Sunday, April 19, 2009

A Closed Reduction and Renewed Mind in Kigali

A wide load on the road to Kigali. These can be quite hazardous to pass.


As I begin this blog entry, Sunday evening, I am seated beside David who is watching a Baby Einstein video (Baby Mozart) on half the screen so that he won’t scream while I try to get down all that happened this week on this blog. I have put it off to the last possible minute, not because I have little to say, but because I simply have too much!

For those who hold by superstition, Tuesday did prove once again to be a day of trial for us, but it did include a true blessing as well… but let me not get ahead of myself here.

We had been looking forward to this week. After several busy and difficult weeks, we felt we had earned a 3 day vacation and had planned to go to one of the forests in Rwanda to hike around and see some wildlife. Oren was on his second week of spring break, making it difficult to do much office work anyway. We planned to combine this diversion with a necessary visit to partners in Rwanda: driving up on Monday, business on Tuesday, vacation Wednesday through Saturday.

First thing on Tuesday, we met with partners at Friends Peace House. African-style meetings involve starting with relational conversation before getting down to business.

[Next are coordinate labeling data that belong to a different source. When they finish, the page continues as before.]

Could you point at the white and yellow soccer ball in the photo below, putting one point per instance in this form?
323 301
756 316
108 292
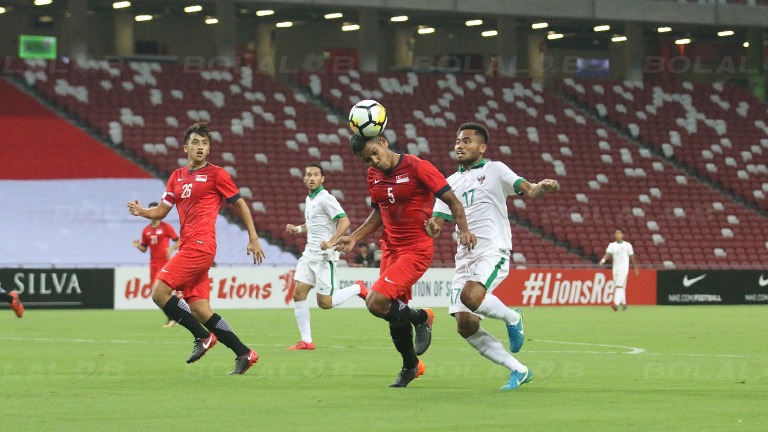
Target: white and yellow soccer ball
368 118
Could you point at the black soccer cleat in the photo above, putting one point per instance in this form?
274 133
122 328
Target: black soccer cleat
424 333
407 375
244 362
201 347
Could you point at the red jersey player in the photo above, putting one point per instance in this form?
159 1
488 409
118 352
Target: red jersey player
402 188
155 238
197 191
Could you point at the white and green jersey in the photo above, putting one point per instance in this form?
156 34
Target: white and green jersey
620 253
321 213
483 190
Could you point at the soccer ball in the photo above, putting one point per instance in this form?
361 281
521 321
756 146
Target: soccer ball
368 118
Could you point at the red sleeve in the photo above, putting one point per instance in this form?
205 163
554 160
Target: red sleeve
226 187
171 232
432 178
168 197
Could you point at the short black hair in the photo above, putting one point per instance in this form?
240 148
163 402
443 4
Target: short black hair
358 142
475 127
200 128
315 165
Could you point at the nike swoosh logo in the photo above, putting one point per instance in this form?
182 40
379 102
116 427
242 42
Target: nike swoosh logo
688 282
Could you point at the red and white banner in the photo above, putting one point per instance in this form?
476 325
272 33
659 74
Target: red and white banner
573 287
271 287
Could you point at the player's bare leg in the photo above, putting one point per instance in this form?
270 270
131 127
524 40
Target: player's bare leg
468 326
475 297
178 310
219 327
400 318
301 311
413 368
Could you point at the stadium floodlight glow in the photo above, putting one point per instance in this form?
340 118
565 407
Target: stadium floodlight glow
425 30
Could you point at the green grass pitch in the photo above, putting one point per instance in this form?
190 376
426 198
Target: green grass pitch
650 368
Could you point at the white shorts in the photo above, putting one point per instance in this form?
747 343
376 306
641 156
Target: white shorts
620 280
488 268
319 273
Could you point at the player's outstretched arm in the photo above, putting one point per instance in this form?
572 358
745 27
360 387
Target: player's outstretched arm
254 247
538 190
434 226
342 225
466 238
158 212
137 244
347 243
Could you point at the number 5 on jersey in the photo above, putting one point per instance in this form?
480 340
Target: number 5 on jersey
187 190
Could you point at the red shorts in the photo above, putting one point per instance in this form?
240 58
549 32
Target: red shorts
401 268
187 272
154 269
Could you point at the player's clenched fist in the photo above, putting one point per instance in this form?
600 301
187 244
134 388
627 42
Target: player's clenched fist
134 207
468 240
549 185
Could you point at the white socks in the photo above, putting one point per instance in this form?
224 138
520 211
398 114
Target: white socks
344 294
620 296
301 310
493 350
492 307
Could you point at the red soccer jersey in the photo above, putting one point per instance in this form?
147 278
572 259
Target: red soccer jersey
404 196
197 195
156 239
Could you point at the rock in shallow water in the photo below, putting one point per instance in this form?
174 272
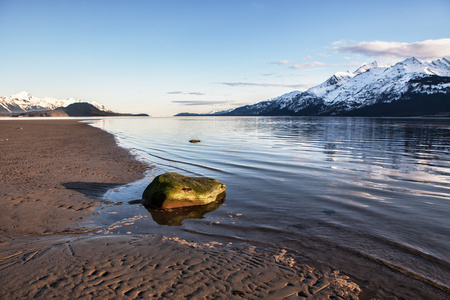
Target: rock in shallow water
173 190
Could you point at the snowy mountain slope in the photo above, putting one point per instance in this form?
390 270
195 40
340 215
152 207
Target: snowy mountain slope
25 102
348 92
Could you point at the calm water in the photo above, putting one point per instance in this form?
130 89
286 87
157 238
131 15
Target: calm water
319 187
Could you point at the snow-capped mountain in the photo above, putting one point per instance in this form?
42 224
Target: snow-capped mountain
409 87
24 102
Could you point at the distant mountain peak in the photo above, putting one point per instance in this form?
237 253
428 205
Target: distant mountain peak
366 67
23 102
21 95
409 87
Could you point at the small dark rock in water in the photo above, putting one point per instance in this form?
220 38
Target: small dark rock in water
172 190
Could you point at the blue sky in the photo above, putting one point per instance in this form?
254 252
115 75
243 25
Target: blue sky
166 57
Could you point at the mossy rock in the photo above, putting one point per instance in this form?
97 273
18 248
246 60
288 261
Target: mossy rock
172 190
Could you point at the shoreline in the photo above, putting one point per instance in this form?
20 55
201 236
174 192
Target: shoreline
53 176
54 173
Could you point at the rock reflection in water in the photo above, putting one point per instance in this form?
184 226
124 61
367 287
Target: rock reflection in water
176 216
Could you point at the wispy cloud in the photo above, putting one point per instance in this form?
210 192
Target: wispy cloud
296 86
424 49
185 93
199 102
308 65
283 62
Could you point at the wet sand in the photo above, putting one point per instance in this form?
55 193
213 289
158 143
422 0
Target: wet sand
52 177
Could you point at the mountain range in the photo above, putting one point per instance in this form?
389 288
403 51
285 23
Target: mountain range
408 88
25 105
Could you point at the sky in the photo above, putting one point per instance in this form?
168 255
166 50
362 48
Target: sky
167 57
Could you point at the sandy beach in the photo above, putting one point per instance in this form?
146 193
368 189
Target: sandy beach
53 175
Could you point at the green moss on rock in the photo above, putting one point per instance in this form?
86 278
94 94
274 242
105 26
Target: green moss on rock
172 190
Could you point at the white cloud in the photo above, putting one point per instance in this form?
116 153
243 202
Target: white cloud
296 86
283 62
199 102
185 93
308 65
336 43
424 49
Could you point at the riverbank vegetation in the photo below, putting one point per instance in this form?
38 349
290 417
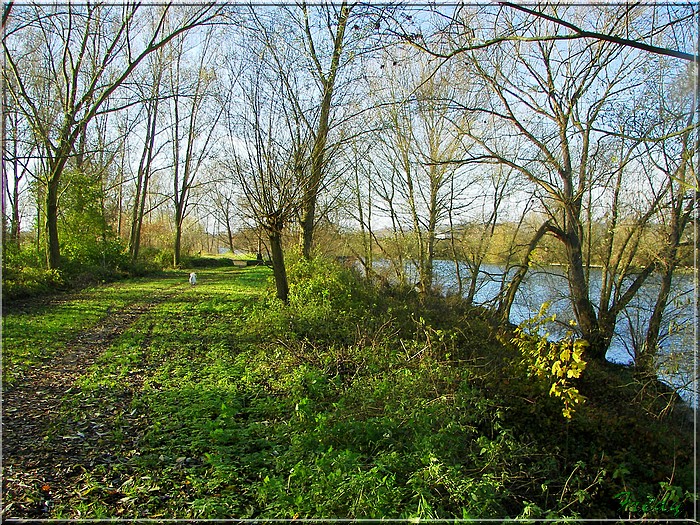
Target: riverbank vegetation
447 152
351 401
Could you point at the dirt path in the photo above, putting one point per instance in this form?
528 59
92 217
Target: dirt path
42 457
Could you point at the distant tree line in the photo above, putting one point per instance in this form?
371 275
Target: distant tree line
403 133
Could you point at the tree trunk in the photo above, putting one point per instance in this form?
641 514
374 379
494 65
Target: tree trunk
177 246
506 303
54 253
599 340
278 267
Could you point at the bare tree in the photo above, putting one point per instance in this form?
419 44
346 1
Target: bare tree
86 53
194 119
556 97
270 163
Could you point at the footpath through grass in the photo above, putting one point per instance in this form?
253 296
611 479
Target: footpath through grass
348 403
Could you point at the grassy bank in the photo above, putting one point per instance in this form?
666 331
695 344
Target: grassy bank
350 402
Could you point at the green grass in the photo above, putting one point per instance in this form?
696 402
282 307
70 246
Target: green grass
348 403
34 332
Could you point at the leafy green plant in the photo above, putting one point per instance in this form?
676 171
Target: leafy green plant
554 363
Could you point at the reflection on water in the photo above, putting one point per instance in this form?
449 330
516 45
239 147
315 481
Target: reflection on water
550 285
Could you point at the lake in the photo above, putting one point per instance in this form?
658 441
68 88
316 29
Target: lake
678 338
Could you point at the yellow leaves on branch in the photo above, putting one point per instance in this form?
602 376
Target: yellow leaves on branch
553 362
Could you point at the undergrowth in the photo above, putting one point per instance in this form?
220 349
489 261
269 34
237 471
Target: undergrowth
355 403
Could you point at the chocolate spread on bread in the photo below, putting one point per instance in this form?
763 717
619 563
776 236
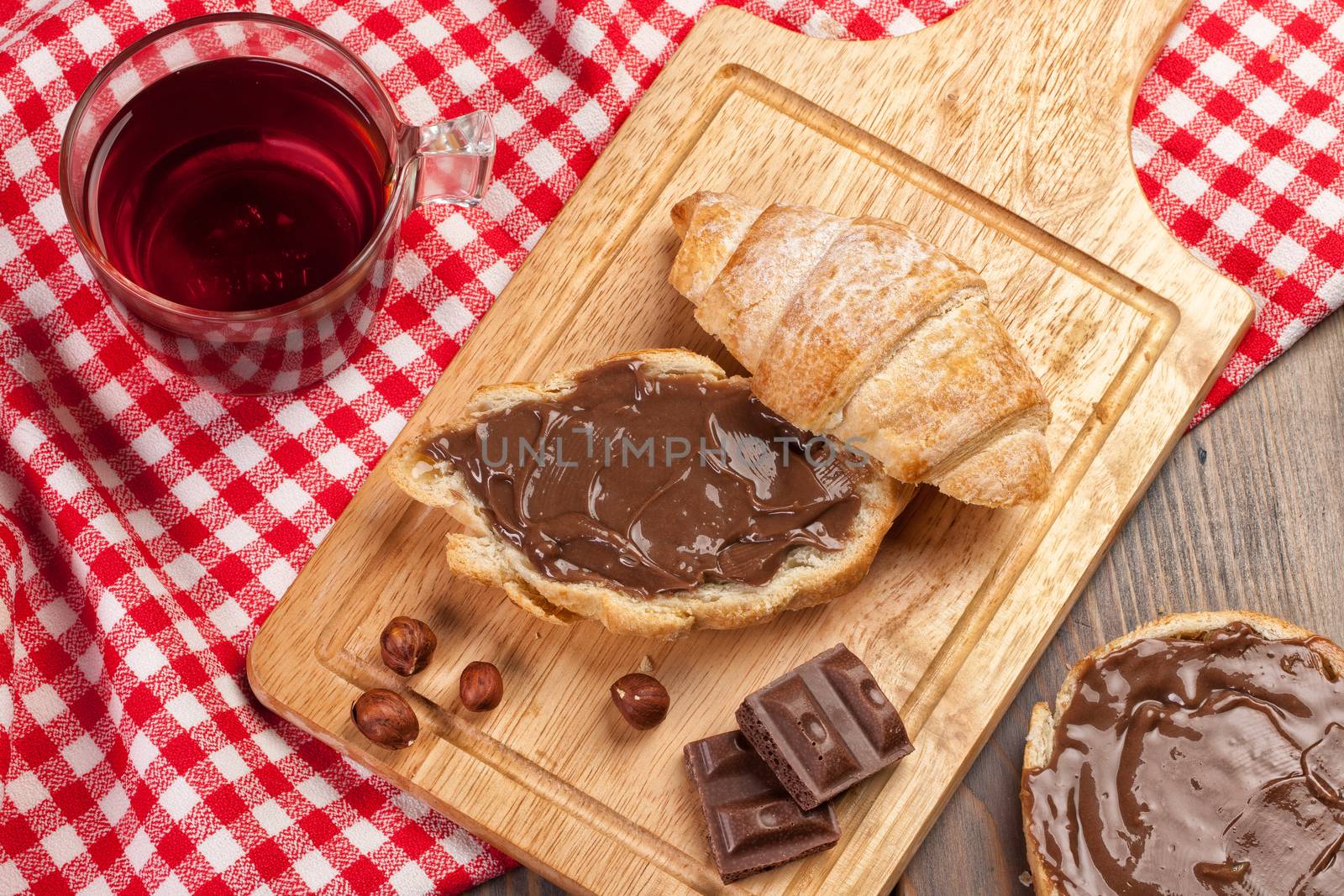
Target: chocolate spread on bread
1189 768
654 483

April is a month of mourning in Rwanda, as people remember the 1994 genocide. We had a very meaningful conversation with them about changes they see in this 15th year of commemorating the genocide. They felt that at this point, there was a real opportunity for survivors to extend forgiveness, and offer offenders a key to unlock the prison of shame and guilt they still are trapped within. It was wonderful to hear their reflections on actions they themselves have taken as survivors. An hour later we got down to signing checks ;-). I’m glad our job involves both the personal and the practical.

After that, we squeezed in a trip to the bank, priced appliances for our incoming workers, and shopped for personal items not available in Burundi. At 5pm we had accomplished just about everything and realized we had time to run over to the hospital to have Oren’s cast removed. The doctor who set the bone in Kigali had told us a fracture in a 3 year old would heal in 3 weeks and we could come in and get it removed. Tuesday was exactly 3 weeks to the day from when he had the injury. We went to the hospital and after some confusion, did find a pediatrician who could remove the cast. Before doing so, he sent us down to X-Ray to make sure the bone had healed.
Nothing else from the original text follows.